Some 61 percent of projects were located in Upstate New York regions and accounted for 41 percent of the total value of all projects. In 2018, project operators reported a job creation expectation of 229,257, as well as 280,932 jobs retained across the state. The median salary of jobs to be created was estimated at $38,570.

Two-thirds of all projects resulted in net job gains. All IDA projects collectively produced a net total of 179,057 jobs gained in 2018. Forty percent of those job gains were in Upstate New York, according to the report. In the Finger Lakes region, some 3,600 net jobs were gained in 2018.

In 2018, total IDA revenues were $96.3 million, while total expenditures were $98.7 million. The Finger Lakes region IDAs spent $13.6 million on 727 projects.

In the six-county Rochester metro area, the following IDAs approved projects in 2018:
• Genesee County — 74 projects, $625.9 million project value
• Livingston County — 32 projects, $335.7 million value
• Monroe County — 396 projects, $4.486 billion value
• Ontario County — 57 projects, $482.7 million value
• Orleans County — 23 projects, $264.7 million value
• Wayne County — 42 projects, $227.6 million value
• Village of Fairport — 6 projects, $26.9 million value

“Projects that come from Industrial Development Agencies continue to produce jobs across the state, but in the past couple of years the pace has slowed,” DiNapoli said in a statement. “As our local economies build back from the shock of the pandemic, IDAs may have a critical role in helping businesses and communities get back on their feet, with careful review of the tax breaks they offer and the impact on local government budgets.”

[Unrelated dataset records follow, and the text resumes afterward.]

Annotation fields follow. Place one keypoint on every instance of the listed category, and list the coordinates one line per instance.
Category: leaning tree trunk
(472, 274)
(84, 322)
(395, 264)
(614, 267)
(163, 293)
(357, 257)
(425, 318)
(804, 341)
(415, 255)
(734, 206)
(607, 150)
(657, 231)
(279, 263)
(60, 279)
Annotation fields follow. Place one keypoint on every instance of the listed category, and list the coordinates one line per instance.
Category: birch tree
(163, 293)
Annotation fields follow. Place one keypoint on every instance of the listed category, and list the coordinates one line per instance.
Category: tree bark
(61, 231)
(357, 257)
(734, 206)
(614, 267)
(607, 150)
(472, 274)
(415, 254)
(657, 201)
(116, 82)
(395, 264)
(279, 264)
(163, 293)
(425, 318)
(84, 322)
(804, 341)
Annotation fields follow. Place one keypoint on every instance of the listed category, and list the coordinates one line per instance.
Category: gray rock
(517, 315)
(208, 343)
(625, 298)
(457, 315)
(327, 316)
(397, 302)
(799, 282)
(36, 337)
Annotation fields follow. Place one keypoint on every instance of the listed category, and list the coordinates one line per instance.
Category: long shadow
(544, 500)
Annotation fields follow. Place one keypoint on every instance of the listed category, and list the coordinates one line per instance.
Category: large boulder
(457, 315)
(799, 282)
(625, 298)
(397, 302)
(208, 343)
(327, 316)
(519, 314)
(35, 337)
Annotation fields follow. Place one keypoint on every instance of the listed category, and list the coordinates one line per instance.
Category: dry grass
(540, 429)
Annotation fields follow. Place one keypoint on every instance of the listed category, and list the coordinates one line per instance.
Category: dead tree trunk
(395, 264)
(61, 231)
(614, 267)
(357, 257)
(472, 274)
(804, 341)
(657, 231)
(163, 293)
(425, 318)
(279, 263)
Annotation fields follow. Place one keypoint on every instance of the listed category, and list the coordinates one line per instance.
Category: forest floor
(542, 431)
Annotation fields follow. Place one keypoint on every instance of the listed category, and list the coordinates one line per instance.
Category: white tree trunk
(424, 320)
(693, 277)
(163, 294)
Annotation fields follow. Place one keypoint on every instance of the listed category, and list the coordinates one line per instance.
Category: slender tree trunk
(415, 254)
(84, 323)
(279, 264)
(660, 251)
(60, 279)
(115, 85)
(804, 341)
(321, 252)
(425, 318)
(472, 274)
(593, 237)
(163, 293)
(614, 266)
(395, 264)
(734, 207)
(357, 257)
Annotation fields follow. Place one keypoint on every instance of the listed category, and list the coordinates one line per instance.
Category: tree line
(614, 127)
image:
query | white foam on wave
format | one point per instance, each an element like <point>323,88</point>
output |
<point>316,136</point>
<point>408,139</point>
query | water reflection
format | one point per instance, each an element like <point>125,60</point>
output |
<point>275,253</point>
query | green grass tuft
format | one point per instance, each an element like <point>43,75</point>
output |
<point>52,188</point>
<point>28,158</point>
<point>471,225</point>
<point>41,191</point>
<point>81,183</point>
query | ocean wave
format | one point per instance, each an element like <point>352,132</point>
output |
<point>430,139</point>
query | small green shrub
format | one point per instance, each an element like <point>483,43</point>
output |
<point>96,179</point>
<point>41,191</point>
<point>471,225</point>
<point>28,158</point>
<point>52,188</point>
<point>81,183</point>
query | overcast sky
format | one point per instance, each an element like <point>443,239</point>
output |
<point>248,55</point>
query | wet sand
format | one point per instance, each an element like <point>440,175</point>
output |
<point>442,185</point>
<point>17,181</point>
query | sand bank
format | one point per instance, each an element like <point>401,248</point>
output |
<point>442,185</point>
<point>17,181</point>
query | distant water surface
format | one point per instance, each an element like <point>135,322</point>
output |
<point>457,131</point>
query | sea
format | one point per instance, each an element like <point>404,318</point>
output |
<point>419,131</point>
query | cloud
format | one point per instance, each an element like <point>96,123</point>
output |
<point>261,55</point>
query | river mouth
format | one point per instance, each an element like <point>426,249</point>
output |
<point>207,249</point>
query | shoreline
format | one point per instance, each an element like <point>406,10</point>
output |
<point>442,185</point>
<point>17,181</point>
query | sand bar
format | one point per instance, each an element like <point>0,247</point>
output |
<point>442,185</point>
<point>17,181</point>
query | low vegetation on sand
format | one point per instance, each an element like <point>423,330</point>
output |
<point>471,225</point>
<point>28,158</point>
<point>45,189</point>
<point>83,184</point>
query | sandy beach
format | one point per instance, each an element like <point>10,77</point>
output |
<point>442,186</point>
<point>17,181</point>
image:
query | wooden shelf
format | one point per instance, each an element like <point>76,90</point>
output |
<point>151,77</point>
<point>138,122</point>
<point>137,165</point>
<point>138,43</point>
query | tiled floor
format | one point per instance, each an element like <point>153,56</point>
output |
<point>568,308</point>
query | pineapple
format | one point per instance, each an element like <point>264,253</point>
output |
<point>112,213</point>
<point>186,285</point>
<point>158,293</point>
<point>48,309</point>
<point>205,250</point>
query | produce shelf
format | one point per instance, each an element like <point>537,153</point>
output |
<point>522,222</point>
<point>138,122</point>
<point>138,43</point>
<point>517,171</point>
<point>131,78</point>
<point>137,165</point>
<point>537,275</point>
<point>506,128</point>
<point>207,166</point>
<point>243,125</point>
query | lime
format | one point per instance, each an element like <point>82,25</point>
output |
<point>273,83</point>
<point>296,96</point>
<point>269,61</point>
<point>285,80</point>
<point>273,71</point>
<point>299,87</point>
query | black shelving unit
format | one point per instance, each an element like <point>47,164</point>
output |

The 1969 enactment of the Industrial Development Agency Act allowed for the creation of IDAs by special act of the Legislature, with the goal of encouraging economic development and job opportunities. The legislation did not include any express financial reporting requirements until 1989, when legislation was enacted that required IDAs to submit to the Office of the State Comptroller audited annual financial statements that include information on bonds, notes and the dollar amount of tax exemptions for each project.